Bugün iktidar milletvekilleri bile mutsuz!
19 yıl önce mutlu olmadığı için CHP’den ayrılan Güler için bugün de durum farklı değil. Güler gelinen noktayı şöyle anlattı:
Bugün ülkenin yüzde 95’i mutsuz. Aktif milletvekili olan arkadaşlar var. İktidardan muhalefetten hepsiyle görüşüyorum. Ve onlar da mutsuzlar.
Milletvekili artık etkin değil sistem içerisinde. İktidarın milletvekili, bürokratı arıyor cevap bile vermiyorlar. Çünkü onlara beni seçmedi, beni genel merkez seçti, Tayyip Bey ve ekibi, ben ona minnettarım, diye öyle bir algı inşa oldu. Dolayıyla o koltuğu dolduramadıktan sonra milletvekili olmanın anlamı yok.
Sorun sistem sorunu. Onun için mevcut cumhurbaşkanlığı hükümet sistemi tek adamlık üzerine inşa edildi. Bunun en büyük aktörü Devlet Bahçeli.
Türkiye ne zaman dönüştürülüyorsa geçmişte Bahçeli ve Baykal tarafından dönüştürülüyordu. Bugün de Devlet Beyi takip etmek lazım.
“Muhalefet iktidara can suyu oldu”
Siyasetçi Hüseyin Güler’in “normalleşme” diye adlandırılan süreci şöyle yorumladı: ‘Uzlaşma’ ile ‘taviz’ arasında ince bir çizgi var. Uzlaşmaya ihtiyacımız olsa da bugün iktidar ne kadar uzlaşıyor? Bugünkü iktidar diyor ki ‘kral benim, himmetimle ancak sen yaşarsın, lütfedersem” diyor. 31 Mart sonrası muhalefet can suyu oldu iktidara. Artık kaybeden bir iktidar cephesine can suyu olmanın anlamı yok. Çünkü bu iktidar bildiğini okumaya devam ediyor.
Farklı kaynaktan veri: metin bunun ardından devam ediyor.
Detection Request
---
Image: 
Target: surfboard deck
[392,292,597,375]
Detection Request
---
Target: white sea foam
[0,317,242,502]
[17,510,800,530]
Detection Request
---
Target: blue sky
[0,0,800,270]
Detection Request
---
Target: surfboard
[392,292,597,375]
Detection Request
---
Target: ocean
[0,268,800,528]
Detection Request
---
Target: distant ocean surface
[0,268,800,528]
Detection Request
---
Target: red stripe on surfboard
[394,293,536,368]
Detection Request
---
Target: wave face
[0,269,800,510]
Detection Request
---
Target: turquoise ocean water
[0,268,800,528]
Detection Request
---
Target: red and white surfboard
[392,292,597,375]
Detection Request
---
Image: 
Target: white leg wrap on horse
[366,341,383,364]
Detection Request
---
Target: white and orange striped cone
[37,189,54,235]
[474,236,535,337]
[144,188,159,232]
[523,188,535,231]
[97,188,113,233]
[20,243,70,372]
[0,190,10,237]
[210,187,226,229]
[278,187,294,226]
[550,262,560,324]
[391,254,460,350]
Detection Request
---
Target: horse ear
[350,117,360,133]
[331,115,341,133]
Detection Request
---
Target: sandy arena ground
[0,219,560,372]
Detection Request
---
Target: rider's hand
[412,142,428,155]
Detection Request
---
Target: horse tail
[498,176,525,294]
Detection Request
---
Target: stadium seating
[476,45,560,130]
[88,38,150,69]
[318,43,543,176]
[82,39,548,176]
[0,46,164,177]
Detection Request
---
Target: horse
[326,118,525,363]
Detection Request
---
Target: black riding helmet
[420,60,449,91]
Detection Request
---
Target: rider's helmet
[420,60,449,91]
“İnsanlar markete gidemezken biz yurtdışına çıkış harcını tartışıyoruz!”
Ekonomiye dair ‘tasarruf paketi’ adı altında muhalefet tasarruf yaptırıldığını savunan Güler, ekonomik cenazenin de topluma taşıttırıldığını söyledi:
Şimdi tartışıyorlar yurtdışı harcı filan. Toplumun yarısı evini terk edemiyor, markete gidemiyor. Açlık sınırında yaşıyor. Böyleyken farklı gündem yaratılıyor. Derin değil fantezi tartışıyoruz. Ekonomi ve rejim sorunu Türkiye’nin gerçek iki sorunu.
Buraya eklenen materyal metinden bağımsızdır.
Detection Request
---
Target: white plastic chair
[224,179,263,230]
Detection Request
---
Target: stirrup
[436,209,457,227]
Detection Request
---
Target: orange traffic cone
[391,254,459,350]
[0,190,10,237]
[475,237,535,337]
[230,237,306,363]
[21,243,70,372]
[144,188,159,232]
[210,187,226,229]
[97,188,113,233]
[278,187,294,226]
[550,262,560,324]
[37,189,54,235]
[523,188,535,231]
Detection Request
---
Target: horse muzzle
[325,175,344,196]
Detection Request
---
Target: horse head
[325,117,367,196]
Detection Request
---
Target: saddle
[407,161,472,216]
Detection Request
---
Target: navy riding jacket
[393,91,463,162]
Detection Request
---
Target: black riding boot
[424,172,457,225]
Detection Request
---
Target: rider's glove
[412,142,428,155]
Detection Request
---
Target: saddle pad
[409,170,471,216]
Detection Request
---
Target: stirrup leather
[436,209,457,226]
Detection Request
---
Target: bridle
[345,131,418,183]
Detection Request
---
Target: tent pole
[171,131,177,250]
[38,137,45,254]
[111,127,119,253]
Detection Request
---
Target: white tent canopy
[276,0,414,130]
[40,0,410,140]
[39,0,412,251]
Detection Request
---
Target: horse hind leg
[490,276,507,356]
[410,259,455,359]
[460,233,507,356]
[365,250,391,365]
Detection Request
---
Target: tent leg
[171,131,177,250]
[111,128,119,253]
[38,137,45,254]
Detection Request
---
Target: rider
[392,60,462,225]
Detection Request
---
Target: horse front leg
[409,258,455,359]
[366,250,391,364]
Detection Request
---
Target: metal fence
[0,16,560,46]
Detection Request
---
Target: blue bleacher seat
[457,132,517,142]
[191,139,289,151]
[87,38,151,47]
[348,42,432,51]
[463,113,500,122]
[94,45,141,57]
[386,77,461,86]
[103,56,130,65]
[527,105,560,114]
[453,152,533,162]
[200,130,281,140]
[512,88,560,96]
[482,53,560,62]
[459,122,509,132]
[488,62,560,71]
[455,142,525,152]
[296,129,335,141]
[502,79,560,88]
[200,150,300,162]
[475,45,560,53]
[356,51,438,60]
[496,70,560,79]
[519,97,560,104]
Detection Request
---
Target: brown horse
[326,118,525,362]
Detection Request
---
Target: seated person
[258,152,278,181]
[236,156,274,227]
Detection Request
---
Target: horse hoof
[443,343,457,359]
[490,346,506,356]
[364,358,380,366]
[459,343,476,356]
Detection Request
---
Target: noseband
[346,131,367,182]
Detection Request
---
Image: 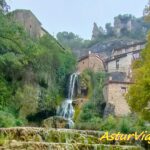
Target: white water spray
[58,73,78,128]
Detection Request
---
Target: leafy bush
[101,115,117,131]
[0,111,16,127]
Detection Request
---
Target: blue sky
[7,0,148,39]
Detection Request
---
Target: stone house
[9,9,47,38]
[106,42,145,78]
[77,52,105,73]
[104,42,145,116]
[103,72,132,116]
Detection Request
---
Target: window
[121,87,127,94]
[116,59,119,69]
[133,53,140,60]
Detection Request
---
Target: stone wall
[78,54,105,73]
[11,9,45,38]
[104,82,130,116]
[107,53,133,75]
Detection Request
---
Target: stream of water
[58,73,78,128]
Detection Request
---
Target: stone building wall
[107,53,133,75]
[78,54,105,73]
[11,9,45,38]
[104,82,130,116]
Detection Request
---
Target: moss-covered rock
[0,127,142,150]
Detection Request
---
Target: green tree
[127,34,150,120]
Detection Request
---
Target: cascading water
[57,73,78,128]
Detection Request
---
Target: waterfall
[57,73,78,128]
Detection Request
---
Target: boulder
[42,116,68,128]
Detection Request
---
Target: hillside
[57,15,150,57]
[0,9,75,127]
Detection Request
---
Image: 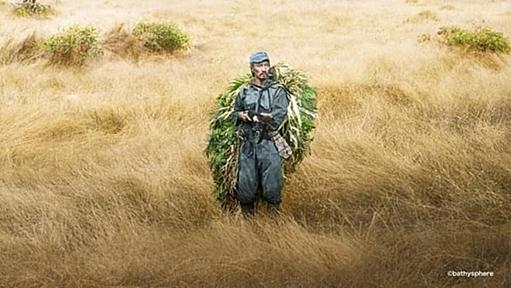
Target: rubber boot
[241,202,254,218]
[268,202,281,217]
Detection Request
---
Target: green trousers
[237,139,282,204]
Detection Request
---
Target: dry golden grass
[0,0,511,287]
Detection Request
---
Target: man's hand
[238,112,252,122]
[259,112,273,124]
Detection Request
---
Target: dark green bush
[438,26,510,53]
[133,22,190,52]
[14,0,54,17]
[42,26,103,65]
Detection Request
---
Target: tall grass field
[0,0,511,288]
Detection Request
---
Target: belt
[242,130,272,143]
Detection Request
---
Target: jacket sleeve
[271,87,289,131]
[231,89,243,126]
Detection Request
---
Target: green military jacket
[232,79,289,139]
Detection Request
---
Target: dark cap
[249,51,270,64]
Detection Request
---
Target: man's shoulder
[271,81,288,94]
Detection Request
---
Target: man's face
[252,61,270,80]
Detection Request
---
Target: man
[232,52,288,215]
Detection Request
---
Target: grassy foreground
[0,0,511,287]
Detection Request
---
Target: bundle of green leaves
[42,25,103,65]
[205,63,316,209]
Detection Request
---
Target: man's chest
[243,89,274,112]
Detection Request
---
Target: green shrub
[14,1,54,17]
[133,22,190,52]
[42,26,103,65]
[438,26,510,53]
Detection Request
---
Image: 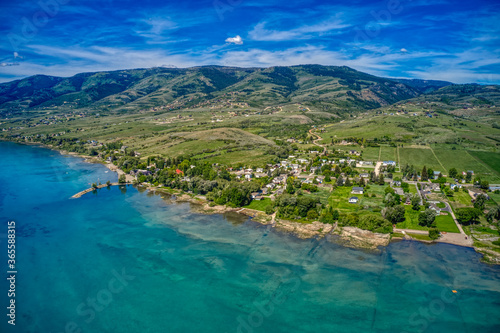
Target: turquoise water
[0,142,500,333]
Çözüm Cumhuriyet değerlerine dönmede!
Güler, Türkiye’nin geldiği noktada çözümü ise şöyle anlattı:
Sistemin ruhu “rejim”, bugün insanlığın kazanımı Cumhuriyet ve Demokrasi olmalıdır.
Yüzde 5 mutlu bu ülkede. Bir kısmı cinnet getiriyor. Bir avuç azınlığın mutlu olduğu yerde, sistemin devam etme imkanı yok. Çağın gerisinde olan bir rejim faşizme gider. Toplum olarak hızla ölümle yaşamın bir anlam ifade etmediği bir döneme doğru gidiyoruz. Umutlarını yitirmiş açlık ve yoksulluklar içinde.
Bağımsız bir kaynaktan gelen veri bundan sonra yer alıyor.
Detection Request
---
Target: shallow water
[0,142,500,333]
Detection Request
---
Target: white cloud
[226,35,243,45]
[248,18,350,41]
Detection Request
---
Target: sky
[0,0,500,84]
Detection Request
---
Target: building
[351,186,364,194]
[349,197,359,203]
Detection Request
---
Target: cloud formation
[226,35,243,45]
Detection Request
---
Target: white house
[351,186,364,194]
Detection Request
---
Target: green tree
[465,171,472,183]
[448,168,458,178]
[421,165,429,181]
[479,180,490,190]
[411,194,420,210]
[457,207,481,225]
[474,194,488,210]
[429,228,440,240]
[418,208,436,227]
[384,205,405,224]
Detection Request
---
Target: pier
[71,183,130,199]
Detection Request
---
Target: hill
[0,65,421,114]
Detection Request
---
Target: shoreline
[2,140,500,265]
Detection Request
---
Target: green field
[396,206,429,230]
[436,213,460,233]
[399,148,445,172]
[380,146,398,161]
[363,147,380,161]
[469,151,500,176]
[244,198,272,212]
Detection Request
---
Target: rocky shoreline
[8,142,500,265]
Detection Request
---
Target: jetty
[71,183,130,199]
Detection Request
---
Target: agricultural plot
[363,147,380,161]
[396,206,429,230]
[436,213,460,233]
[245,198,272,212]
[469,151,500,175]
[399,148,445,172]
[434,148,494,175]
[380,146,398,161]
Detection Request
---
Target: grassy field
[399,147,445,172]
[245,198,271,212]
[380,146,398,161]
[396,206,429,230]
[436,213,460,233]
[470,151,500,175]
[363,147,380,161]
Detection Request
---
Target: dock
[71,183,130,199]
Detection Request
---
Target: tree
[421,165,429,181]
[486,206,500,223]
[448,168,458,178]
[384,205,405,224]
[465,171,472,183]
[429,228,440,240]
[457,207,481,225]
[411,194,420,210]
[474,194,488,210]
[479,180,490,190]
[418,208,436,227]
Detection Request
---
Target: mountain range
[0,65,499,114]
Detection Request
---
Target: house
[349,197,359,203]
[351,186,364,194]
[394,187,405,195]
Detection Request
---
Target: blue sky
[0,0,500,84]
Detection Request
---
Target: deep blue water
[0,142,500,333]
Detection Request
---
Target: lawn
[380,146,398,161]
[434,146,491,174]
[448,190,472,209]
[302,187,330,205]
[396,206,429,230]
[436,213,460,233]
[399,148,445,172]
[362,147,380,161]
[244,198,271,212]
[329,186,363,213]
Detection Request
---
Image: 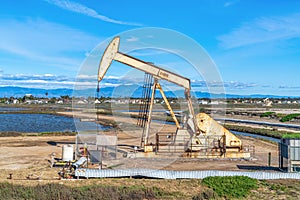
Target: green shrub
[0,182,169,200]
[260,112,275,117]
[282,133,300,139]
[202,176,258,199]
[280,113,300,122]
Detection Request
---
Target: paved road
[215,118,300,129]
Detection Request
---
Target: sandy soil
[0,113,278,180]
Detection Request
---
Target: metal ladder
[137,73,153,146]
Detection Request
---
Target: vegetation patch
[260,112,275,117]
[202,176,258,199]
[0,182,177,200]
[280,113,300,122]
[282,133,300,139]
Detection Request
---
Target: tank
[62,144,74,161]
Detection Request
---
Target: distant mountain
[0,85,296,98]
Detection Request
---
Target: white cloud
[0,19,100,68]
[126,36,139,42]
[224,0,239,7]
[218,13,300,49]
[45,0,142,26]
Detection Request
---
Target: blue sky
[0,0,300,96]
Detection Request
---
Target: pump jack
[98,37,250,157]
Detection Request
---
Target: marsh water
[0,114,109,133]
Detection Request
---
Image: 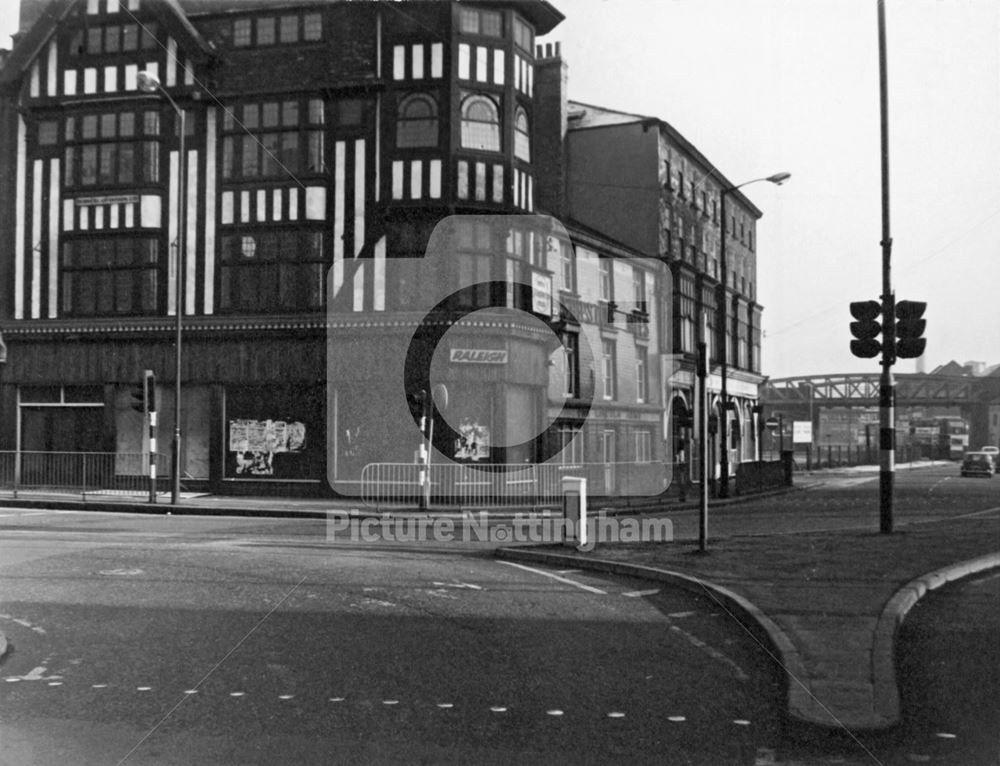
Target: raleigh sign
[449,348,507,364]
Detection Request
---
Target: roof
[0,0,213,88]
[181,0,566,35]
[568,100,763,218]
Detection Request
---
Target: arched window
[514,106,531,162]
[462,96,500,152]
[396,93,438,149]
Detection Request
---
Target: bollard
[562,476,587,548]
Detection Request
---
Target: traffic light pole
[878,0,896,534]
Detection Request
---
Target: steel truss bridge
[760,372,1000,445]
[761,373,1000,408]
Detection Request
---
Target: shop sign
[229,419,306,476]
[454,418,490,462]
[449,348,507,364]
[76,194,139,207]
[531,271,552,317]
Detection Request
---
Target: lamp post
[719,173,792,497]
[137,72,187,505]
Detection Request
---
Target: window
[64,111,161,189]
[559,241,576,293]
[559,426,584,465]
[514,106,531,162]
[233,13,323,48]
[601,338,618,399]
[632,266,647,313]
[458,8,503,37]
[222,99,326,180]
[597,258,615,303]
[233,19,251,47]
[562,332,580,398]
[219,228,327,313]
[462,95,500,152]
[674,274,698,353]
[38,120,59,146]
[281,16,299,43]
[257,16,275,45]
[396,93,438,149]
[61,236,160,317]
[635,428,653,463]
[635,346,649,403]
[514,16,535,56]
[302,13,323,41]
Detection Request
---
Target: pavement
[0,463,1000,732]
[497,508,1000,734]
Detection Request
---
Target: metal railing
[0,450,170,498]
[361,463,669,508]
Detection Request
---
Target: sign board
[75,194,139,207]
[531,271,552,317]
[792,420,812,444]
[448,348,507,364]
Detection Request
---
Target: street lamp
[719,173,792,497]
[136,72,187,505]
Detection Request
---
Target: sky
[0,0,1000,378]
[539,0,1000,378]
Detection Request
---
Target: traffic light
[851,301,882,359]
[142,370,156,412]
[896,301,927,359]
[129,370,156,415]
[406,389,429,433]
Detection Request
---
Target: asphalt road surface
[0,466,1000,766]
[0,531,780,766]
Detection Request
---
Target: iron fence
[361,463,669,508]
[0,450,170,504]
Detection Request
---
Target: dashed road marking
[500,561,607,596]
[670,625,750,681]
[434,580,483,590]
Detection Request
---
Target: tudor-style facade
[565,102,764,480]
[0,0,667,492]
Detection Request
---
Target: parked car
[962,452,996,479]
[979,447,1000,473]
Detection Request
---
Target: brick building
[0,0,670,500]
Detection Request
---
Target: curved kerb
[872,552,1000,726]
[496,548,1000,731]
[495,548,815,720]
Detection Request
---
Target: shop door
[601,431,617,495]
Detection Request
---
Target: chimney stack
[532,43,569,218]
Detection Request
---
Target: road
[897,572,1000,766]
[0,462,1000,766]
[0,532,779,766]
Günü kurtaran toplumlar hızla Ortadoğululaşır. Bu coğrafi değil zihinsel olarak. Yoksullaşan ve sadece günü kurtarmakla meşgul olan toplum. Hayal bile kuramayan bir toplum. Geleceği çalındı. Gençlerin hayali yok geleceği yok.
“Umutları yeşertecek deli yürek bir oluşuma ihtiyaç var”
Türkiye’de umutları yeşertecek yeni bir anlayışa ihtiyaç var. İnsan odaklı bir anlayış. Paradigmaları yıkacak bir anlayış. Yeni bir siyasi atmosfere ihtiyaç var. Bütün amacımız o. Organize olmalıyız. Umutları yeşertecek deli yürek bir oluşuma ihtiyaç var. Toplumun arayışı var. Yerel seçimlerde gösterdi.
Kurtuluş savaşı, Yunanlılara karşı değil emperyalizme karşı yapıldı. Atatürk’ün ölümünden sonra merkez sağ, Siyasal İslam denendi. Şimdi yeni bir arayış var.
Atatürk öldükten sonra ülke üç saçağı üzerine inşa oldu: Dindarlar, Kemalistler, Milliyetçiler…
Bu üç kesimi birleştirecek Türkiye’nin merkezinin inşa edilmesi lazım, siyasi anlamda boşluk burada. Toplumun sağduyusu yerel seçimde kendisini gösterdi. Bu iktidara karşı tepkisini de defalarca koydu aslında; 2015 seçimlerinde, Gezi eylemleriyle…
Bu toplum sağduyusuyla hareket ediyor. Bu millete güveniyorum. Farkına varırsak. Bütün değerler bizim, bu değerler istismar edilmemeli. Milliyetçilik, Atatürkçülük vs. Hiçbiri istismar edilmemeli. Benim derdim bu.
Yan yana yaşamayı öğrenmeliyiz. Yoksa yok olacağız. Türkler Kürtler hep beraber yaşamayı öğrenmeliyiz.
Türkiye demokrasiden uzaklaştırıldı. Teokratik yapıya döndü. Ortadoğu’ları. Faşizme varan bir baskı var. Onun için insanlar ürküyor. Korkuyor.
Toplum şu anda kaos içinde ruh hali. İktidar yaşamını devam ettirmek için baskıyı arttırıyor. Birlikte yaşama duygumuzu çatıştırıyorlar. Onun için Türk milleti aklını başına alsın. Uyansın. Oyun çok büyük ve çok tehlikeli. Irak’tan Suriye’den Libya’dan dersimizi alalım.